Falemos alguma coisa sobre o romance de 1977, publicado pela Moraes Editora com o paratexto de "Ensaio de romance", como se apontasse uma tentativa tímida do escritor tratado com desdém pela crítica aquando de sua estreia. Trata-se de uma obra que traz, desde seu título, uma marca na escrita saramaguiana: a de revisão das terminologias e, logo, de conceitos, dados às formas literárias. Chamar um romance de manual tem toda uma diversidade de sentidos: um deles, perseguido mas não confirmado pelo romancista, é a noção de um texto que guarda interesse de oferecer uma relação de instruções para o manuseio de determinado objeto - neste caso a pintura e a caligrafia. O curioso é que a textualidade foge dessa primeira ideia - o tom geralmente descritivo e prescritivo do manual - é exatamente o negado pela obra, visto que, mesmo a noção mais ou menos estabilizada de um modelo de romance, por exemplo, não vigora. E nem o seu narrador se propõe a um tratado, por assim dizer, sobre a pintura e a caligrafia.

Lido pela crítica como um romance cujas margens são povoadas por ecos de uma biografia do próprio autor - sendo, portanto, (e o próprio José Saramago atesta isso nos diálogos que manteve com o Professor Carlos Reis) o mais autobiográfico dos seus trabalhos. Entendendo que a crítica às vezes fala tanto que beira a linha do indevido e que muitas vezes o ponto de vista do escritor é determinado pela repetição do que esta mesma crítica repete (o que no caso saramaguiano parece ser justamente o contrário, i.e., a crítica repete o que repetiu o escritor) prefiro ver que a materialidade deste texto apenas pelos interstícios da ficção, afinal todo trabalho com a escrita do tipo é mantido pela imaginação, produto da criatividade e da vivência do escritor. E é ela o que interessa ao leitor e ao crítico. No dia que qualquer obra ficcional se constituir apenas em espaço para demarcações biográficas (e já existiu certo tempo), parem tudo! Para qual lugar entregaríamos o ofício do escritor?

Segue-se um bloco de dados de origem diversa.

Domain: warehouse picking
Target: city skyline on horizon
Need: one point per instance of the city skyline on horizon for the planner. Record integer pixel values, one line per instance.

Como justificaríamos sua importância. Aliás, o Manual pode muito bem ser lido como essa alternativa de fuga do escritor a um imposição do lugar de verdade do autor na ficção. Sabemos de alguma opinião sua a esse respeito, principalmente na complexa indistinção entre o autor e narrador, mas, em momento algum é de uma transposição pura e simples de uma instância para a outra o que se defende.

O protagonista do enredo de Manual de pintura e caligrafia é H. - de inicial assim, maiúscula, mas sem nome próprio, como K. personagem de Franz Kafka ou a G. H. de Clarice Lispector. Aliás, esta figura saramaguiana muito tem do protagonista de O processo. Os dois se constituem do mesmo limbo desidentificador que povoa a sociedade contemporânea. H. é um pintor, um medíocre pintor de retratos, numa época em que a profissão há muito vendo sendo substituída pela fotografia. E sua mediocridade não se justifica pela profissão, mas pela incapacidade que padece de conseguir se reinventar. Também perdura qualquer coisa da G. H., se percebemos seu itinerário como o de descoberta de uma posição no mundo, compreensão que passa por um despertar epifânico dado aqui pela palavra ou pela transição entre o código pictural para o verbal; mas também a formação de um lugar de si no ambiente necrosado por sua condição num mundo burocrático. 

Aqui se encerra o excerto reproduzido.